Curates “Painted Ideas,” an exhibition of visual poetry and poetry in space in Latin America, at Cecilia de Torres Gallery in New York.

 “Water Writing: Anthological Exhibition, 1966-2009,” a retrospective exhibition at the Institute for Women & Art, Rutgers University.

Co-founds oysi.org, a non profit organization and website dedicated to oral poetries around the world.

 

2010       

Directs Kon Kon, an autobiographical documentary poem in film about her work in Con Con, Chile.

Exhibits at “ONLINE: Drawing Through the Twentieth Century,” at MoMA, Museum of Modern Art, N.Y.

Publishes Soy Yos, a selected edition of her poetry.

 

2011       

Publishes Chanccani Quipu, an artist quipu book, Granary Books, N.Y.

Exhibits at “DANCE/DRAW,” at The Institute of Contemporary Art, Boston.

Publishes Saborami, a semi-facsimile edition of her first book, with Chain Links.

Receives the Intangible Heritage Fondart Award for her project "Tugar Tugar Salir a Buscar el Sentido Perdido", conducted in Caleu, Chile.

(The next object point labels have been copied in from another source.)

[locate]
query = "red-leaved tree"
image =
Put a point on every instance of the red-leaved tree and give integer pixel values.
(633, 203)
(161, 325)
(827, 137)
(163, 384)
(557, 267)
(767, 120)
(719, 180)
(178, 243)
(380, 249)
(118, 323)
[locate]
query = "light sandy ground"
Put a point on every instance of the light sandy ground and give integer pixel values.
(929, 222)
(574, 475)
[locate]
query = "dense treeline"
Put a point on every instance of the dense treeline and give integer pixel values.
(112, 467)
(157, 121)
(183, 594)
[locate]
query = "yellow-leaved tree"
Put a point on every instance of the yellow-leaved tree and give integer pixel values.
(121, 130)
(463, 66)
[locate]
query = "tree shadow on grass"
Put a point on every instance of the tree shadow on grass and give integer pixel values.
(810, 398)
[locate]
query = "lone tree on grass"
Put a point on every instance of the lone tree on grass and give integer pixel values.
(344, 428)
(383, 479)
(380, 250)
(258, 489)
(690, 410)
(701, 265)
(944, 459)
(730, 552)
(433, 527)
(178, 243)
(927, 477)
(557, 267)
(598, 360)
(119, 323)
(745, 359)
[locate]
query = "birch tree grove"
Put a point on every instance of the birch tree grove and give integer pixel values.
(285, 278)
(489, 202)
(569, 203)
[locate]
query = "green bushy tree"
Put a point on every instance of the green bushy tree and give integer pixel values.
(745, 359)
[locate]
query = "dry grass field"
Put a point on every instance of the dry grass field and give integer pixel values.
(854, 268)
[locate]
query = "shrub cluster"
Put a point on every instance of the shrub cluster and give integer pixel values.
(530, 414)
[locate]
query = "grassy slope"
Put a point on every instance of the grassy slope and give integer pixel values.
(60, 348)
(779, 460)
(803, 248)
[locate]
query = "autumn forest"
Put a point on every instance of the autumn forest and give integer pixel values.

Oysi co-organizes the Coloquio sobre Oralidad at the Consejo Nacional de la Cultura y las Artes, Valparaíso, Chile.

 

2012        

Exhibits at the Twenty-Eighth Sydney Biennale, Australia.

“Aural,” site specific solo installation at Galería Patricia Ready, Santiago, Chile.

Publishes Spit Temple: Selected Oral Performances by Cecilia Vicuña (Ugly Duckling Presse), edited by Rosa Alcalá

Co-founds "Torn Sound", an app for mobile phones dedicated to dissonant sound and poetry around the world.